ArrowShelf is designed to attack the data transfer bottleneck (`pickle`). Benchmarks show that for workloads that are truly limited by data serialization, ArrowShelf provides a significant advantage.

However, for heavily CPU-bound parallel tasks on a single machine, performance is ultimately constrained by Python's Global Interpreter Lock (GIL).

This benchmark simulates a demanding mathematical task on a **10,000,000 row DataFrame** across a range of core counts.

| Num Cores | Pickle Time (s) | ArrowShelf Time (s) | **Speedup Factor** |
|-----------|-----------------|---------------------|--------------------|
| 2         | 1.95 s          | **1.35 s**          | **1.44x**          |
| 4         | 1.79 s          | **1.32 s**          | **1.36x**          |
| 8         | 1.72 s          | **1.45 s**          | 1.19x              |
| 12        | 1.70 s          | **1.58 s**          | 1.08x              |


### Benchmark: Heavy CPU Workload

*Test: A complex mathematical simulation on a 10,000,000 row DataFrame using 12 cores.*

| Workflow   | Total Time | Breakdown                                       |
|------------|------------|-------------------------------------------------|
| Pickle     | **1.72 s** | (Each worker gets a small, independent data chunk) |
| ArrowShelf | 4.02 s     | (1.3s one-time `put` + 2.7s parallel computation) |
| **Speedup**| **0.43x**  |                                                 |

### Iterative Analysis: The Jupyter Notebook Advantage

In interactive workflows (like a Jupyter notebook), where you run many different analyses on the same dataset, ArrowShelf's "pay-once" model is a game-changer.

*   **Pickle** pays the full, slow data-transfer cost on **every single run**.
*   **ArrowShelf** pays a small, one-time setup cost to place the data in shared memory. Every subsequent parallel task is then blazingly fast.

This makes ArrowShelf the ideal tool for fluid, iterative data exploration.

**The Verdict & Analysis:**

In this CPU-bound scenario, the overhead of coordinating 12 processes accessing a single large shared memory object, combined with GIL contention, makes the `pickle` strategy of "divide and conquer" more effective. This is a classic example of Amdahl's Law: we successfully eliminated the data transfer bottleneck, only to reveal that the next bottleneck is the GIL itself.
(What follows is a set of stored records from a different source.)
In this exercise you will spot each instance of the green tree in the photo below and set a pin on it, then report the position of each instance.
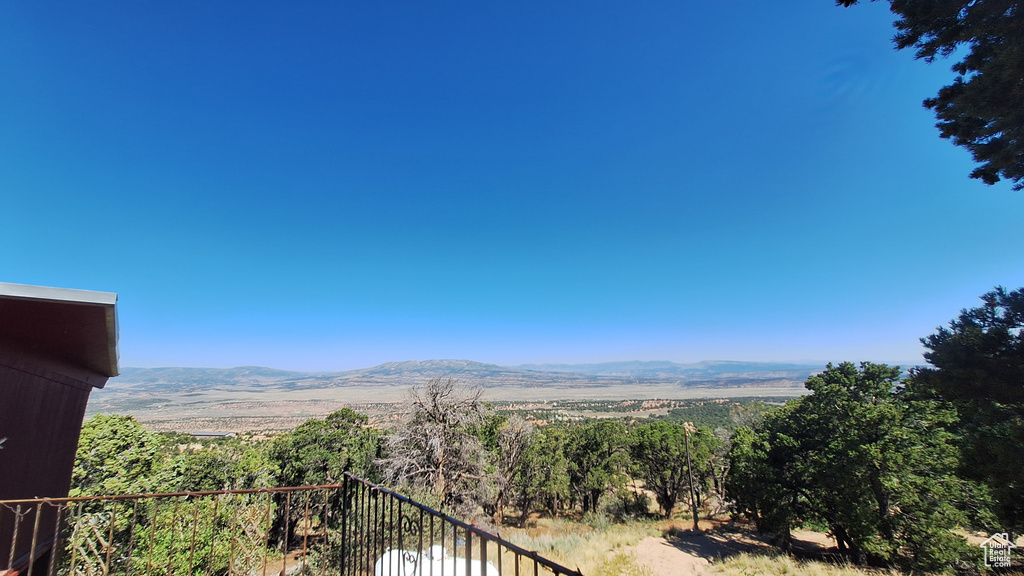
(978, 366)
(598, 456)
(983, 109)
(863, 457)
(318, 452)
(658, 457)
(542, 477)
(116, 455)
(436, 450)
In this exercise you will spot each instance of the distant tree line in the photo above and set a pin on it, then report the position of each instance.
(889, 465)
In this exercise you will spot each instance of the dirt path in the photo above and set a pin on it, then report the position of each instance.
(690, 553)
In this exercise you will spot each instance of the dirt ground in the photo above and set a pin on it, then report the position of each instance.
(688, 553)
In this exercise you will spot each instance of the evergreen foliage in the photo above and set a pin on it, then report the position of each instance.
(983, 109)
(978, 366)
(865, 459)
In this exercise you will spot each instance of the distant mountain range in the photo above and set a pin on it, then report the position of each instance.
(487, 375)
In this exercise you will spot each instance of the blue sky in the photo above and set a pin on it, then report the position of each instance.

**Where ArrowShelf truly shines is in I/O-bound or interactive workflows where the one-time `put` cost is amortized over many operations.** For example, in a Jupyter notebook where a data scientist loads a large dataset once and then runs dozens of different parallel analyses on it, ArrowShelf's "pay-once" model provides a massive productivity boost that `pickle` cannot match.

---

## 📖 API Reference

| Function                    | Description                                                           |
|-----------------------------|-----------------------------------------------------------------------|
| `arrowshelf.put(df)`        | 📥 Stores a Pandas DataFrame on the shelf, returns a key.            |
| `arrowshelf.get(key)`       | 📤 Retrieves a copy as a Pandas DataFrame (for convenience).         |
| `arrowshelf.get_arrow(key)` | 🚀 Retrieves a zero-copy reference as a PyArrow Table (for high-performance). |
| `arrowshelf.delete(key)`    | 🗑️ Removes an object from the shelf.                                |
| `arrowshelf.list_keys()`    | 📋 Returns a list of all keys on the shelf.                         |

---

## 🔮 Future Roadmap

- **In-Server Querying (V3.0):** Run SQL queries directly on the in-memory data via DataFusion.
- **Enhanced Data Types:** Native support for NumPy arrays, Polars DataFrames, and more.

---

## 🤝 Contributing

Contributions are welcome! Please open an issue or submit a pull request on our GitHub repository.

---

## 📄 License

This project is licensed under the MIT License.